They’ve upgraded a major weakness from last season with the acquisition of Jose Calderon. They needed a major upgrade in basketball IQ and he will certainly help in that department.
The Los Angeles Lakers, who made the playoffs last season, are likely to slide out of the playoff mix and there will be teams that were on the outside of the playoff picture such as Portland and Minnesota that will be competing with Dallas for a playoff spot.
You have to wait to see how everyone meshes together but if Dirk Nowitzki is healthy and these pieces do a better job of meshing compared to last season, they should be back in the playoffs.
5. Looking at the departures from last season, who will be missed most?
I think Elton Brand will be the player they miss most. I’m not necessarily sure they will miss his ability on the floor, but I definitely know that his veteran leadership and poise and stature in the locker room was something that impressed a lot of people in the organization.
As for everyone else, I’m not sure they will really miss what the departed Mavs from last season would have given to the team this coming season.
6. Have the Mavs abandoned their plan with cap space?
They have committed more long term money in the deals with Jose Calderon and Monta Ellis, but they still have just over $35 million in cap space to work with next year as Dirk Nowitzki, Shawn Marion and Vince Carter come off the books.
They will still have the ability to make another run at a big fish next summer or work off the core they’re hoping they’ve built this upcoming season. I think it’s a misconception that they’ve abandoned their financial flexibility.
7. With an improved and more relevant roster, does Vince Carter have a better chance to be the Sixth Man of the Year?
He certainly would have gotten more consideration last year for the award if the Mavs actually made the playoffs. For those who don’t remember, Carter only received one vote (a third place vote) in last year’s voting for the Sixth Man of the Year award.
Carter’s durability and/or longevity will certainly be something to watch going into this coming season. You could certainly make a compelling case that he was the most consistent Maverick last season. He even showed that he was committed to the defensive end of the floor as he wasn’t a liability on that end of the floor. In another example of his commitment to defense, he took a ton of charges for the team. That’s not easy for an older player.
With more support off the bench coming this year, he might not need to be relied upon as much, but he can still be the veteran leader of that group and draw the most attention from the opposition. He’s done a great job adapting to his new role in Dallas. Maintaining his level of play from last year would go a long way in the team’s success. That would also help his chances of winning that award.
8. Is bringing Devin Harris back a good thing?
It’s certainly a good insurance policy. He was first being sold as a strong counter to Jose Calderon’s defensive shortcomings. Now, he’s likely going to be sold as quality guard depth. Either way, depth is a good thing. His first signing would have had him making nine million dollars over the next three years. That was already considered to be great value for the guard. One year at the minimum is absolutely a steal.
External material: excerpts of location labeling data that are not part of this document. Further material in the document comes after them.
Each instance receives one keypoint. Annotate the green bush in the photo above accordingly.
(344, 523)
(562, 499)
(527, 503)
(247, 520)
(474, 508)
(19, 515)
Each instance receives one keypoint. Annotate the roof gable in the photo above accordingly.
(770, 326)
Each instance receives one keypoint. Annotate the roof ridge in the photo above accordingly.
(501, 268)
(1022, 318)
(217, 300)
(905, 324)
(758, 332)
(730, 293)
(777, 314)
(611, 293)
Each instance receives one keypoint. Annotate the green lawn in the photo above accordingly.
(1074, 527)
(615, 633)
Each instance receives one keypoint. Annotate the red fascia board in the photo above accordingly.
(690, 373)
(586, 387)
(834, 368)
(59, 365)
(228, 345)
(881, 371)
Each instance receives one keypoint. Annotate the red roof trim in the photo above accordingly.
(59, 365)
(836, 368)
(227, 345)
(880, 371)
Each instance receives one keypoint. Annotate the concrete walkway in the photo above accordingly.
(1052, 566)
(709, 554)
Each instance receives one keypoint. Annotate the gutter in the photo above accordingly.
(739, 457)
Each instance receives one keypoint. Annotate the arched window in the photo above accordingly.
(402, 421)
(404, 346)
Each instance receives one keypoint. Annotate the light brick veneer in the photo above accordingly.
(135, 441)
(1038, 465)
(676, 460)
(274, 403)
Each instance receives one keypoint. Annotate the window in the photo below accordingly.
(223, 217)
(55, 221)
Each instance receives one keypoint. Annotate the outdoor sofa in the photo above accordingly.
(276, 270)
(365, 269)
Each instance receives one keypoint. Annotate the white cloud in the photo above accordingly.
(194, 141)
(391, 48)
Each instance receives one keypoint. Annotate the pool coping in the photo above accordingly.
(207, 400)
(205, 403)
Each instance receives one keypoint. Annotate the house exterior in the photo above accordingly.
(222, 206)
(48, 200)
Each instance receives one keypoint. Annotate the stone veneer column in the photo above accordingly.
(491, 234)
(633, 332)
If he was going to go anywhere for the minimum, why would he pick Dallas? Harris wanted to be in Dallas. He clearly likes the organization and the faces of the organization. Harris participated in Dirk Nowitzki’s charity baseball game earlier in the summer and the two seemed to interact rather well, with playful heckling and lots of smiling.
He has the ability to be a solid bench player for the Mavs, no matter what guard position he plays. The biggest thing will be whether or not he has the ability to stay healthy. The Mavs have a pretty strong amount of depth in the guard department, so they can do what they need to do to make sure he can stay healthy over the course of the grueling season.
9. Is Ricky Ledo ready to play?
He’s ready to play in the D-League. Sorry to burst people’s bubble, but I don’t think he’s ready to be a rotation player right now for the Mavs. People need to remember that he hadn’t played any organized basketball for over a year until he played in the summer league.
Ledo clearly has solid upside to his game, thus the Mavs giving him the deal they gave him (low risk, right to keep him in the mix for multiple years). He still needs time to develop his game and just learn the NBA game, in general.
Being in Frisco with the Texas Legends would serve him very well. He will be able to spend some time with the Mavs before the D-League season starts. That will give him time to work and interact with true professionals and see how they navigate through the league. He’ll then be able to get to work in Frisco. He simply needs seasoning and time to play, so Frisco is where he needs to be.
10. How would I grade the offseason?
Most people are willing to automatically give the Mavs a failing grade because they didn’t land the big fish. It’s a disappointment to strike out again in the pursuit of the superstar, but the Mavs had to get up off the ground, dust themselves off and find a way to rebuild their roster.
They had to work on the fly as their plans radically shifted with Devin Harris’ injury. That led to them ultimately getting Monta Ellis. Like I said, the jury is still out on if that will ultimately be a good move for the team.
With the acquisitions of Calderon, Samuel Dalembert, Wayne Ellington, Ellis and their rumored final signings (along with their rookies), they’ve created a rotation that has a lot of potential to provide value in terms of bang for their buck. Mark Cuban’s goal has been to reload without rebuilding. Everyone still needs to wait and see how things shake out on the floor, but it seems they did an admirable job of assembling a unique roster. It certainly will be an entertaining lineup.